Ceci m’amène à la troisième image : le simulateur de vol. L’un des grands écueils de l’étude est l’illusion de maîtrise. De nombreux élèves pensent de bonne foi étudier, alors qu’il ne font que relire. Ils ne se préparent donc jamais à se passer du support. Ils ont l’impression de maîtriser, mais ne s’auto-évaluent pas.
Le fait de comparer cette méthode à celle d’un pilote d’avion qui passerait directement des cours théoriques à la pratique dans un véritable avion peut se révéler très utile.
Ils s’écrieront que c’est extrêmement dangereux et comprendront dès lors l’importance essentielle de l’auto-évaluation : un entraînement sur simulateur avant de se jeter dans le grand bain. En fait, nous, professeurs, ne sommes-nous pas leurs instructeurs de vol ?
Rien ne m’attriste plus que d’entendre l’un de mes élèves dire qu’il est nul, qu’il n’y arrivera jamais. Il est vrai que l’erreur a encore mauvaise presse, parents et profs la confondent souvent avec la faute.
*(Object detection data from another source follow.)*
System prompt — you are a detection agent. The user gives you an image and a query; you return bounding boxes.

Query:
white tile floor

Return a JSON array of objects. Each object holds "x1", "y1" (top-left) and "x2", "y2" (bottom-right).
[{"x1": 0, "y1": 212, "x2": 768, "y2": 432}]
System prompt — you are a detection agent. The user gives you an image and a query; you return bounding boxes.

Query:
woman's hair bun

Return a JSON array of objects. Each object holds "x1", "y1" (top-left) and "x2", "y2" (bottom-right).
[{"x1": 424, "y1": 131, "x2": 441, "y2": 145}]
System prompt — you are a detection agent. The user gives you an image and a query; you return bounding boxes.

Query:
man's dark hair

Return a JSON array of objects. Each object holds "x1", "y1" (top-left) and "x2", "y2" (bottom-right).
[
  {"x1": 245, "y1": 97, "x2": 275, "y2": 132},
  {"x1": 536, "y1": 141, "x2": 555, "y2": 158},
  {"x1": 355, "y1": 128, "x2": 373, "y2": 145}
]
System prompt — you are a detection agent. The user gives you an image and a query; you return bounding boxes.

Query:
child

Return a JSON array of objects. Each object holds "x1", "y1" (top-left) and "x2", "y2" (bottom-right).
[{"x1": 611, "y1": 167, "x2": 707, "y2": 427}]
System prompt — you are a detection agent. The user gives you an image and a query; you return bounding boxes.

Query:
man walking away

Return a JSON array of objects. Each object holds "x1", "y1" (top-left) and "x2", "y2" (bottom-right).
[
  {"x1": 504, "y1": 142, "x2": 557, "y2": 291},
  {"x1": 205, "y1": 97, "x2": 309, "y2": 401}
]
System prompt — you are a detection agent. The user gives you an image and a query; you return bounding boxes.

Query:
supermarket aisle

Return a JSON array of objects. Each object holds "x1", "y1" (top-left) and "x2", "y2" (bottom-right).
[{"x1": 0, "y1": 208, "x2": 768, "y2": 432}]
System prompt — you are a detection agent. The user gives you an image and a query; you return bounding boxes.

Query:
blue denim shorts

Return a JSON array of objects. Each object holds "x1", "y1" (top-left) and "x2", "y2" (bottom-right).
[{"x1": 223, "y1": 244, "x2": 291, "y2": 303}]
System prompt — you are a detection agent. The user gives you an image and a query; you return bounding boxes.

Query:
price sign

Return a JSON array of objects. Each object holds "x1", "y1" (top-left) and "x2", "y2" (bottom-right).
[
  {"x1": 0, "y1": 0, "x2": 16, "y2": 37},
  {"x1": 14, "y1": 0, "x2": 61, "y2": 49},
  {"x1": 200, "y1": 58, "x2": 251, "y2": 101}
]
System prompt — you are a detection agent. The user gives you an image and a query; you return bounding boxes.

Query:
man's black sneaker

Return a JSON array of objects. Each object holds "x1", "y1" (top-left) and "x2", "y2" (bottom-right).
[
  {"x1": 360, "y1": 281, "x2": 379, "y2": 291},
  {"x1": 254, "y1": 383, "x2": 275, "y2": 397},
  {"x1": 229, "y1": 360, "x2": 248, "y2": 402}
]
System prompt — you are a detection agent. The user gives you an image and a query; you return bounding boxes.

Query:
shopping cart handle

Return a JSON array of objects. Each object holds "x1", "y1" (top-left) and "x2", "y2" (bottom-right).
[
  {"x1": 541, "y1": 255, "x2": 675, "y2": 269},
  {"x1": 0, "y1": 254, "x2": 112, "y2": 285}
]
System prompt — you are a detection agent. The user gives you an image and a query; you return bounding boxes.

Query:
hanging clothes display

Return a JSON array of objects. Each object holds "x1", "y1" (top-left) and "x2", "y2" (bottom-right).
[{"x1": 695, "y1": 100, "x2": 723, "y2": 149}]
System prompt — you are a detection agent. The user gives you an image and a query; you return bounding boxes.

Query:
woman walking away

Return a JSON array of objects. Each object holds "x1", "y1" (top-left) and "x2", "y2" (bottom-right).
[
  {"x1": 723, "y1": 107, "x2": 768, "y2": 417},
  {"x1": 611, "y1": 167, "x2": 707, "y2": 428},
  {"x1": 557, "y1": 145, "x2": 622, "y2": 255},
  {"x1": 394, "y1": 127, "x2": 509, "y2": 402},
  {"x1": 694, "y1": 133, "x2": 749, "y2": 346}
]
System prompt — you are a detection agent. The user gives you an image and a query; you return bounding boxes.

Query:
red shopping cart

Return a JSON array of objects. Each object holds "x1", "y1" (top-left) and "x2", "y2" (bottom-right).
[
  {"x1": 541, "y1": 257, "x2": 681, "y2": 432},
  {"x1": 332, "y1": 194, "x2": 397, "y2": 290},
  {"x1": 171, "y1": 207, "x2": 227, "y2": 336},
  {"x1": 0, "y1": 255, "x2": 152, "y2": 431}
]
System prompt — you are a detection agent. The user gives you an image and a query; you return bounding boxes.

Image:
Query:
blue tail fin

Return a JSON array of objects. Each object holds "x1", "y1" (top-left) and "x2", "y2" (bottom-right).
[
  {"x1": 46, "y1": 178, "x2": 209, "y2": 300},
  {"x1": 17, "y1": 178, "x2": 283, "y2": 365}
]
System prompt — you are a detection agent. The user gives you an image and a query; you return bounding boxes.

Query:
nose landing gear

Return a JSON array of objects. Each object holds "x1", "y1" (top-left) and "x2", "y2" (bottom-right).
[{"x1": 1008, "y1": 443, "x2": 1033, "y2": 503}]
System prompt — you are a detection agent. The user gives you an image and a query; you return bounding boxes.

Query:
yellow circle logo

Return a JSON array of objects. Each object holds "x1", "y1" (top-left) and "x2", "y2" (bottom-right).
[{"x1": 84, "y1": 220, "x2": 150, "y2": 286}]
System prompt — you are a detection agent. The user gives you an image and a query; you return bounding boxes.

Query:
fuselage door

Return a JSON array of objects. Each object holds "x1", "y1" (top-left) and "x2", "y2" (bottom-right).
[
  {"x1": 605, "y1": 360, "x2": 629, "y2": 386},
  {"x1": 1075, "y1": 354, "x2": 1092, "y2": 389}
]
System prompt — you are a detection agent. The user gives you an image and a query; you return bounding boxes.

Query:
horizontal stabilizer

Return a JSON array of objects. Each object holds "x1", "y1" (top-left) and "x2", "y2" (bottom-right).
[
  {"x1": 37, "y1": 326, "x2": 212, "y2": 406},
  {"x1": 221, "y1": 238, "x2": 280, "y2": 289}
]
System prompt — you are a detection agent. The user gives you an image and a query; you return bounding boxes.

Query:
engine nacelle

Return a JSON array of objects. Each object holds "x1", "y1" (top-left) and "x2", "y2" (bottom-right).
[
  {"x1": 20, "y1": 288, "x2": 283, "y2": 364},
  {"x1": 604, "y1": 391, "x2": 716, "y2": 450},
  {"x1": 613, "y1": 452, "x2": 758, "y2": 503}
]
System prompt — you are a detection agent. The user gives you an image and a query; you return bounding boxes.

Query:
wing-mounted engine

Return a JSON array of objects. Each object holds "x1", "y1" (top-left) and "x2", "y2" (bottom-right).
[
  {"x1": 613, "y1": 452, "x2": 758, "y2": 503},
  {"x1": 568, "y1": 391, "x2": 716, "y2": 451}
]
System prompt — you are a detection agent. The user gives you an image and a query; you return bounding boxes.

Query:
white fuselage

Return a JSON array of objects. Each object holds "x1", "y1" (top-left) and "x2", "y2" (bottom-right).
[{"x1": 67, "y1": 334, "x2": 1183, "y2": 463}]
Si la faute, volontaire, est un challenge colossal pour un enseignant car elle est intimement liée à la motivation de l’élève, l’erreur, elle, est un simple levier d’apprentissage et doit être dédiabolisée. Il est normal de commettre des erreurs quand on apprend. Un cerveau qui ne fait pas d’erreur de prédiction et donc pas de mise à jour, n’a rien appris.
Nous sommes tous tombés en apprenant à marcher ! Les neurosciences nous enseignent que le cerveau se transforme tout au long de notre existence. Une connexion neuronale peut-être créée, renforcée ou au contraire affaiblie. C’est ce que l’on appelle la plasticité cérébrale.
En gros, avec méthode, entraînement et volonté, nous pouvons façonner notre cerveau, comme de la plasticine. Aucun de nos élèves n’est donc défaillant ou excellent en math, du moins, il ne l’est pas de façon congénitale et définitive. Un apprentissage se mesure à un instant T.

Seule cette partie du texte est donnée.